Larry Wolfson and Katherine Douglas

Addressing Addressing - The Science of Eclectic Interpolation

You’ve got a great road network. The streets that you’ve spent months digitizing from the latest aerials have been GPS verified for +/- 25 feet. It puts the TIGER (Topologically Integrated Geographic Encoding and Referencing) cover to shame, making missing arcs, curves, and attributes obvious. There’s only one problem. You can’t find half the addresses for your voters with any degree of reliability so you have to fall back on the old flat files to get your work done. The Assessor, Planning and Development, the Fire and Sheriff’s Departments are asking, "What use is this GIS if it can’t improve the response time that our customers demand?"

Accurate geocoding depends, not only on an accurate roadbase, but also on an accurate address database. In our experience, we have found at least nine databases with address ranges at our disposal including: 911; elections; postal; TIGER; GDT, BLR; assessor; planning; and Maricopa Association of Government data. All contain some resemblance to their real-world counterparts. All contain disparate data in relationship to each other.

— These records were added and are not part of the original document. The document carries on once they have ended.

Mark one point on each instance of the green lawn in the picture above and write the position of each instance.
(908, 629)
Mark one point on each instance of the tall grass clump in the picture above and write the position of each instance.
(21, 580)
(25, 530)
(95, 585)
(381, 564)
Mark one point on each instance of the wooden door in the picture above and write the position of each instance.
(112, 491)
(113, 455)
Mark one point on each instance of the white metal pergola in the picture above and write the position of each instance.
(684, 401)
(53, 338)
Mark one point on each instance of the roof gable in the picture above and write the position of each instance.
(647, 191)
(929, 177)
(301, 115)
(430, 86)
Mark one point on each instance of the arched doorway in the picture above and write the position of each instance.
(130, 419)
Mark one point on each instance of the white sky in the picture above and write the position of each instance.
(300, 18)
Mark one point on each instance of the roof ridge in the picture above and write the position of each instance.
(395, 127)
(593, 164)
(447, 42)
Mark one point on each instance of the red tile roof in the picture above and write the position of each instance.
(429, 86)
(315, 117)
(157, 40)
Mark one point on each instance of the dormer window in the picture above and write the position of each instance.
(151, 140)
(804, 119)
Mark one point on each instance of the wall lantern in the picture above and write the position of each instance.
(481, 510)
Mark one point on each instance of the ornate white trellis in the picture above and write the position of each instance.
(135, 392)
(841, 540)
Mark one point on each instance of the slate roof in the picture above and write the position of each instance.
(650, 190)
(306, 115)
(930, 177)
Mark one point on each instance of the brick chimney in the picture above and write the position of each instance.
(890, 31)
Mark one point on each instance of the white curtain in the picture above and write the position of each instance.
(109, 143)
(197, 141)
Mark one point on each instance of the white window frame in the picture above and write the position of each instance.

As one of the largest (9,226 square miles), most rapidly growing counties in the nation, with 33 separate political jurisdictions (including county, state, federal, 25 city, and 5 Indian community), we feel that lessons we have learned may be instructive for other rapidly growing counties and/or jurisdictions.


The Problem:

One of the most challenging problems in any Geographic Information System is to provide an accurate and addressable road network. If a computer aided dispatcher needs to direct a 911 call to an officer in the field; if a permit inspector needs to find a new building site; if the human resources office needs to find viable carpool corridors; if the health department needs to track a potential epidemic; if a constituent needs to know where to vote; all these are just a small sampling of daily geocoding uses. But how do you create and maintain a reliable base road network in the first place? How do you deal with the changing address ranges and naming conventions as you cross the borders in a multi-jurisdictional environment? And when can you say that you are confident in your road network while 45,000 new addresses are being added yearly?

The Process

The first instinct in GIS is to seek out existing data in the hopes that it will be accurate enough to suit your business needs. For Maricopa County, we had a base network developed in cooperation with the Arizona DOT. Though it didn't have address information, it did have some name attribution and due to its stereo pair digital origins was spatially accurate to +/- 25 feet. We began updates through annual aerial photography, digitizing accuracy spot checks through GPS intersection verification, and attribute update information from our operations field crews. This process was slow and laborious and outdated the day after the aerials were flown.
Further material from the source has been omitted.